Night of the Taranta concert draws 200,0

Mirò hits big with tradition, 'Il Volo' wants to join next year

(ANSA) - Melpignano, August 28 - The 2018 Night of the Taranta concert, directed by Italian singer-songwriter Andrea Mirò, kept its promise to go beyond limits and "contaminate tradition" with other musical forms, not in order to betray tradition but rather to help pass it along.
    Mirò herself performed on the concert stage, lit by a large sun of lights.
    The pride of the tradition of the Salento could be seen throughout the concert: in the voices of the Popular Orchestra and the Italian and foreign guests, in the powerful sound of the tambourines, in the sensual moves and in the faces of the dancers performing the pizzica, the dance that heals from the bite of a tarantula - not a spider, but a "zoomorphic divinity" that "poisons" and saves the heart of those who come into contact with it.
    That's what happened to the three members of the group "Il Volo", who told journalists backstage that next year they would like to sing on the same stage.
    "Who knows; it would be wonderful," they said.
    "We were very curious to see this really big event," said Piero Barone.
    "There are still 12 months and there's time to organise it," said Ignazio Boschetto.
    "And there's always time to come up with a song last minute," said Gianluca Ginoble, jokingly.
    The group emphasised that it has "always thought that music has no limits, and that you can always try anything without putting any barriers - we try and we see what happens".
    Italian-American pop singer LP, Laura Pergolizzi, one of the most eagerly anticipated of the concert's performers, said she "immediately fell in love with this ancestral music".
    The 200,000 concertgoers, who began waiting in the afternoon in the small village of 3,000 residents in the Grecia Salentina, kept asking "When is she going to arrive?" Before the great party began, however, the mayor of Melpignano called for a moment of silence in memory of the victims of the Genoa bridge collapse and the flooding of the Raganello river gorge.

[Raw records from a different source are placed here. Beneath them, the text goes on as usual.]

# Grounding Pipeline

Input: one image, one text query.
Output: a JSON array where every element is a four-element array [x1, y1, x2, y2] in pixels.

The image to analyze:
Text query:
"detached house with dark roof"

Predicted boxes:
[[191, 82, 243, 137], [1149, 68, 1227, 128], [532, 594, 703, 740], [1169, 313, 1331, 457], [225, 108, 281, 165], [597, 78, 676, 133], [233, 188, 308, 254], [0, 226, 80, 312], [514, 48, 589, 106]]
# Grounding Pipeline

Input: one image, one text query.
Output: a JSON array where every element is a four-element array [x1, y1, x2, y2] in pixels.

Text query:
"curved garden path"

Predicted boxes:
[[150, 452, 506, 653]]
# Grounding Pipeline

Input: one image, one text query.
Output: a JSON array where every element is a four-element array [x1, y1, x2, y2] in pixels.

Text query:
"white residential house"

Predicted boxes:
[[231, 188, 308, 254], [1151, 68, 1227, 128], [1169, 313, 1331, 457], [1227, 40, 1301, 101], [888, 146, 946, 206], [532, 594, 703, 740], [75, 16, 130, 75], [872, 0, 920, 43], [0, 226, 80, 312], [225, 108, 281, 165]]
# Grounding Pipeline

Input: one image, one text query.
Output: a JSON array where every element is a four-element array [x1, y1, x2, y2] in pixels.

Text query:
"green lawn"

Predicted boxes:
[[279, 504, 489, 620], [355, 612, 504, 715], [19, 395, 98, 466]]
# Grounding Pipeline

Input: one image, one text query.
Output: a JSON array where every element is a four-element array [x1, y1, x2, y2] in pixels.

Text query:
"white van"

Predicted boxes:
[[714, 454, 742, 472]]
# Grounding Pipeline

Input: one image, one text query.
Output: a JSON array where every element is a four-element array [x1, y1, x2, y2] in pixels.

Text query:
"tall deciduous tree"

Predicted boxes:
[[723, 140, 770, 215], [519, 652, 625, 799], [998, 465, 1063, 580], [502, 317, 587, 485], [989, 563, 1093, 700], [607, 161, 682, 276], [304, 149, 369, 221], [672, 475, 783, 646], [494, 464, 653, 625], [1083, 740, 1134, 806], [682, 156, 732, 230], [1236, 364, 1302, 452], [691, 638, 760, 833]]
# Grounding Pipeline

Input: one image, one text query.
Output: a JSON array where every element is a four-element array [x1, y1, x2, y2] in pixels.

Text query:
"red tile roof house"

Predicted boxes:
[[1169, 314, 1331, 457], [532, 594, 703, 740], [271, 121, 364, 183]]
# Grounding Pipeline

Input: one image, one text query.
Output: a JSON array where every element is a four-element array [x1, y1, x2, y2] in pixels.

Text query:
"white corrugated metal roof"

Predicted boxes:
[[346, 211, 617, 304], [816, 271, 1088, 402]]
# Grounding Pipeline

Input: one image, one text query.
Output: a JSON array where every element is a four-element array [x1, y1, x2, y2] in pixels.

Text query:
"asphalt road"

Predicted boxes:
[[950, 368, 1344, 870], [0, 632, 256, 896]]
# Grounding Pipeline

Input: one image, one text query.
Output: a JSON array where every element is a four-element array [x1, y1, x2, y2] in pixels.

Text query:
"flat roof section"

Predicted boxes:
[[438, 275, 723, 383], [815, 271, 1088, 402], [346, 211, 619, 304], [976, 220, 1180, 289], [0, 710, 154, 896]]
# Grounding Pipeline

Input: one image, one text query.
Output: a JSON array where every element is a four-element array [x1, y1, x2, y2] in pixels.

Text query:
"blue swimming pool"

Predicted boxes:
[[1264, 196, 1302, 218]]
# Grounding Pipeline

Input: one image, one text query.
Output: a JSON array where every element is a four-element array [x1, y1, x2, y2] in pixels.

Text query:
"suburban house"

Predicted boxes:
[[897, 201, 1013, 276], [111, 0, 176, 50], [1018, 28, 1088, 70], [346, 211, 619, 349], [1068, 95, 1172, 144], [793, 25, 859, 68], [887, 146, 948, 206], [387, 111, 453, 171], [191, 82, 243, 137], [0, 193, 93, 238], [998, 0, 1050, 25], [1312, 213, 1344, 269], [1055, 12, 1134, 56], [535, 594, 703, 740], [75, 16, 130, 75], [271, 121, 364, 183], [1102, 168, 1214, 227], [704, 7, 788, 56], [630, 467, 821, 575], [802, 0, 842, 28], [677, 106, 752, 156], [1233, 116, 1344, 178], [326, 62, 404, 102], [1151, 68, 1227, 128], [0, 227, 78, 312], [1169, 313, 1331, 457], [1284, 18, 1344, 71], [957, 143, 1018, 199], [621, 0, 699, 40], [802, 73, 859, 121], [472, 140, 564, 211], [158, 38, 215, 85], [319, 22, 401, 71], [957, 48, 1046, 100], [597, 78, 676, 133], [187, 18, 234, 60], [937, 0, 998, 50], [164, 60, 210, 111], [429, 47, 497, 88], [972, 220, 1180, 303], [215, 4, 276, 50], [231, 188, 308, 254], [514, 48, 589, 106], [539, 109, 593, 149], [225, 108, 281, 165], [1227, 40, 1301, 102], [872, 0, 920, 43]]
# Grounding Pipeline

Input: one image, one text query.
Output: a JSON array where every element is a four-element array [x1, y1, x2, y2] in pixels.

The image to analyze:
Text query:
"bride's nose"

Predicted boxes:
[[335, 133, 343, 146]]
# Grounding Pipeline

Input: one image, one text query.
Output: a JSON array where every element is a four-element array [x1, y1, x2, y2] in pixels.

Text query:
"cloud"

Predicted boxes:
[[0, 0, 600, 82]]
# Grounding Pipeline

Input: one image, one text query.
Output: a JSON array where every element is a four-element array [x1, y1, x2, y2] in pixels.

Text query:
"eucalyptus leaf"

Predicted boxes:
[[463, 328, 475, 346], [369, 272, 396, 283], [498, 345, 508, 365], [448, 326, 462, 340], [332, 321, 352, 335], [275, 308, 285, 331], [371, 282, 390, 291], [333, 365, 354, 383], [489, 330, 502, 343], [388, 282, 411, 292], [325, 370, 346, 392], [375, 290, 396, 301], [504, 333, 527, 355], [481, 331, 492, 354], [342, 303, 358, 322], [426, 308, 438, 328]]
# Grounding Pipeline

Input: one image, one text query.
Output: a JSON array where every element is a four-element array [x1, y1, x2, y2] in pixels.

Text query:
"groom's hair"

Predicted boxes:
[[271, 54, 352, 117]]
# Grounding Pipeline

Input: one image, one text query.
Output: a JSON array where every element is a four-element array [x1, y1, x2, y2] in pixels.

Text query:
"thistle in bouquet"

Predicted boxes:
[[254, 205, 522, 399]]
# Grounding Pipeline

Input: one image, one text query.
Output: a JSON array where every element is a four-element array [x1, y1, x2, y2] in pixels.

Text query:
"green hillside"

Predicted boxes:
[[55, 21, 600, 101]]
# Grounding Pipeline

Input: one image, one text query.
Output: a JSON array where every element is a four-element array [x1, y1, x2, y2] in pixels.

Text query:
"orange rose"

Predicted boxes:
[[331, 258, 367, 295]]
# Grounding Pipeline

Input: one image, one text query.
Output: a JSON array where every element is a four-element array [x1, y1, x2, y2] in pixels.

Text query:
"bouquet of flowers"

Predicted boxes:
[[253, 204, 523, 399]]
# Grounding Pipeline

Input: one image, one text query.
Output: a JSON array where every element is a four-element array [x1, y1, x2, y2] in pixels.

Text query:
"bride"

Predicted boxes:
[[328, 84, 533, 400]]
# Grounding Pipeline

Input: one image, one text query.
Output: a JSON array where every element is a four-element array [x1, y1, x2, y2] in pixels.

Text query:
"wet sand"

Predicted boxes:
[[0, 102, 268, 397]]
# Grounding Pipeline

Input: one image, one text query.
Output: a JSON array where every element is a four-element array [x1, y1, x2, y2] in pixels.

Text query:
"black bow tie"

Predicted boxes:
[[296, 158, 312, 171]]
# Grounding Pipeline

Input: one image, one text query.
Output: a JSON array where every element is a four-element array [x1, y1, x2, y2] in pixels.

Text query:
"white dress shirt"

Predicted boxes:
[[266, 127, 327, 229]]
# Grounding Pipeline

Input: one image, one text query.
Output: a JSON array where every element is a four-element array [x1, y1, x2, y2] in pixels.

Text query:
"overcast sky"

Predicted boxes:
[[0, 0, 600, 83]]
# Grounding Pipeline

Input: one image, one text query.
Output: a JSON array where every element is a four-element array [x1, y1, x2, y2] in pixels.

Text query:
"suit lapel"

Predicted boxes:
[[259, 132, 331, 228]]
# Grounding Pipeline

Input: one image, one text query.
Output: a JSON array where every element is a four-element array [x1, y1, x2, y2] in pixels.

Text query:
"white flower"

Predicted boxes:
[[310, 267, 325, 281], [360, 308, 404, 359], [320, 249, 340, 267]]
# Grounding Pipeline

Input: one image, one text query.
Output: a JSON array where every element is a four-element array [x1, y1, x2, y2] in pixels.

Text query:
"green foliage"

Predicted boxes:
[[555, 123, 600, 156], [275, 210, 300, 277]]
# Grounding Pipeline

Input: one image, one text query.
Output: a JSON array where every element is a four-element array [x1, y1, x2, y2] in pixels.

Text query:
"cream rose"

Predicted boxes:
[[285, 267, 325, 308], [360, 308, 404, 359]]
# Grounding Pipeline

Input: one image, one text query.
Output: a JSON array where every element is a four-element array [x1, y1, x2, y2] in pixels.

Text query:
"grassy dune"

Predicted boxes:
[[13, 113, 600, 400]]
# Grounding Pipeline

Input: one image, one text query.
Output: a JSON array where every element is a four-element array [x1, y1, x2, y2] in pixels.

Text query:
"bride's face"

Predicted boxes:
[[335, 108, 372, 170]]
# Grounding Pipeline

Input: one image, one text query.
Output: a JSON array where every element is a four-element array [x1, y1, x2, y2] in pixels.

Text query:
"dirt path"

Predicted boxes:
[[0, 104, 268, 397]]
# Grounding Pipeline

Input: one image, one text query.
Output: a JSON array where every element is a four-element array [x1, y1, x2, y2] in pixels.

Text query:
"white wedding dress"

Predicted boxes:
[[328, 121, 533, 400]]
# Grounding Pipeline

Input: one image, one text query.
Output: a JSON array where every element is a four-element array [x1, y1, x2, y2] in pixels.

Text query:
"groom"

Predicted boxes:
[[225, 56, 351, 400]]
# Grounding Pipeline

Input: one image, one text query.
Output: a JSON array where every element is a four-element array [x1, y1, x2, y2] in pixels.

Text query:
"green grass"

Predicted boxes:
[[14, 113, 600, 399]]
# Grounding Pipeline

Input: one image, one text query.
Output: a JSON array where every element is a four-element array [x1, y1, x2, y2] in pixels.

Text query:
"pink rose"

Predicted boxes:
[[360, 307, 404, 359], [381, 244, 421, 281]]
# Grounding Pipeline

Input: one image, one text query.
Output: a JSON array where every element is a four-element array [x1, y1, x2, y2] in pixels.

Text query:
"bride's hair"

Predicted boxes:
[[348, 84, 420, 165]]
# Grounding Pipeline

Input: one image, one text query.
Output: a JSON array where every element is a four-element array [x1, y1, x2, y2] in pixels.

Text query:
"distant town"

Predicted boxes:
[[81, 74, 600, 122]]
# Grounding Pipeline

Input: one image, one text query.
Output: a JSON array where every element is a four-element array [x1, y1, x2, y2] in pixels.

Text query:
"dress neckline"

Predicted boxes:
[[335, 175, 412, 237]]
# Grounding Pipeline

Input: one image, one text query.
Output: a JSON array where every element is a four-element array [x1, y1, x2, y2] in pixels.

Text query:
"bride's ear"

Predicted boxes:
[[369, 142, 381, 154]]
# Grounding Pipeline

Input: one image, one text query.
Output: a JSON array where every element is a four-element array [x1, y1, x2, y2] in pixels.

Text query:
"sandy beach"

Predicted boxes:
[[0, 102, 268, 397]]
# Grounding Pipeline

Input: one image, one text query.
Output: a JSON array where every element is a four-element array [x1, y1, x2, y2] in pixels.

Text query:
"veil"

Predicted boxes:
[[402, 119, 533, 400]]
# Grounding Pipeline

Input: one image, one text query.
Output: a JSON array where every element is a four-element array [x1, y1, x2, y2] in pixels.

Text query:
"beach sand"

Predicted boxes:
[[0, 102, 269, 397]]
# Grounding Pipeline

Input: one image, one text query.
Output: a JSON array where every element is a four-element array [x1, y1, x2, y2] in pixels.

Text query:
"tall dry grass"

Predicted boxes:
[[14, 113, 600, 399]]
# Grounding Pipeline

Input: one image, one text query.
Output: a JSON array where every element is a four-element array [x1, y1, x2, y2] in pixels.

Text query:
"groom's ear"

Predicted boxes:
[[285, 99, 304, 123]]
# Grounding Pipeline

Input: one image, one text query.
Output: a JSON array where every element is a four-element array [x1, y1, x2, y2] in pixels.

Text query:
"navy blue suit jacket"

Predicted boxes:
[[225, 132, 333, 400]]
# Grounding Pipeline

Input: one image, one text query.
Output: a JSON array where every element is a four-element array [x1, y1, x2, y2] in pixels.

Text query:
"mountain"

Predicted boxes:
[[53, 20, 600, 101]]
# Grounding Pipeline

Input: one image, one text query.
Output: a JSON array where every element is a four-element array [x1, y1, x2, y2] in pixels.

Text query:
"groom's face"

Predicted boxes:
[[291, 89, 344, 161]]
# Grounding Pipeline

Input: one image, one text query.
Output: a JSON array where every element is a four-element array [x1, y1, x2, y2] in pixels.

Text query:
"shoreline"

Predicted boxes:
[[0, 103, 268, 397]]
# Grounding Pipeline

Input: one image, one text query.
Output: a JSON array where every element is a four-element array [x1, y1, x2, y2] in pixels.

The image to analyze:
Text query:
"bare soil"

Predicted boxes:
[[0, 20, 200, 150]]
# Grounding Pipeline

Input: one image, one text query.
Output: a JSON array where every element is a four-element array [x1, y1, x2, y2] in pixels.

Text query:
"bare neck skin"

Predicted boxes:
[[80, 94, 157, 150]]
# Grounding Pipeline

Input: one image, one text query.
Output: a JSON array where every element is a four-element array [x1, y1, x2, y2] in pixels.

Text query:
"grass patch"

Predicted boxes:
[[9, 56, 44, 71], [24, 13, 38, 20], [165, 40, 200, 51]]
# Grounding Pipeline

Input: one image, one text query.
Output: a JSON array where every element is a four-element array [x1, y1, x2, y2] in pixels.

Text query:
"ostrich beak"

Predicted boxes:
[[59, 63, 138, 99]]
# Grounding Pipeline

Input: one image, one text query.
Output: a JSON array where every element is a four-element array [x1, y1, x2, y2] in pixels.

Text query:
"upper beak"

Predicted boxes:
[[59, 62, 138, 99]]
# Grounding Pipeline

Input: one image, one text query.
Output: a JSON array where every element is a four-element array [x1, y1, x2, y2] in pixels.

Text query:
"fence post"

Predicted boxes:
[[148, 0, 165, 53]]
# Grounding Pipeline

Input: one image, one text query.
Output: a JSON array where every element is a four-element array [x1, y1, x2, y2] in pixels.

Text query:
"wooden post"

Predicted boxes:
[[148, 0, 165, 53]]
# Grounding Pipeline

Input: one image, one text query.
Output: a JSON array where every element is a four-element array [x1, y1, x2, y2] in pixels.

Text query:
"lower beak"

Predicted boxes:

    On stage, the Dhoad Gypsies performed and the call of Rajasthan was unsettling for the more conservative attendees.
    Immediately realizing how much the melody from India is like the voices of the Salento, however, brought a warm wave of welcoming applause from the whole audience.
    The Salento group Apres la Classe, with its track "Kalos Irtate", gave its own sort of welcome in the Griko dialect, singing verses they wrote themselves about the "minister who takes issue with the blacks, and wants to command: Salento, however, will always be a middle ground".
    The differences between tradition and innovation faded away under the direction of Mirò, assisted by the multi-instrumentalist and arranger Davide Brambilla, resulting in a continuous "flow" of music.
    Rapper Clementino, at first timid, hit his stride with a series of rhymes, calling on "those from the south to jump up", to which all ages responded.
    Mirò, with her performance of the song "Fimmine", spoke of the condition of women, over Indian guitars and a reggae-dub bass line.
    Then, a continuous tambourine beat announced the arrival of LP, with the "pizzica" version of her hit "Lost on You".
    The pop singer took on the Salentino dialect in "Vorrei Volare", demonstrating significant effort, and sung half of "Pizzicarella" in English, adding in a few steps of the traditional dance as well.
    The music continued, with the trombone of Frank Nemola rounding out the sound of the tambourines, while the violin perfectly accompanied the voice of Cuban singer Yilian Canizares in the Griko song "Ela-Mu Condà".
    A touch of Naples came with Enzo Gragnaniello and his "Beddha ci stai luntanu" and "Na ni na", accompanied by the jazz sax of James Senese.
    Meanwhile, Salentino traditional poet Mino De Santis recalled landscape, the theme of this year's concert, with his warm voice singing "La Terra": the land, where this music was born, and, thanks to the Night of the Taranta concert, will never die.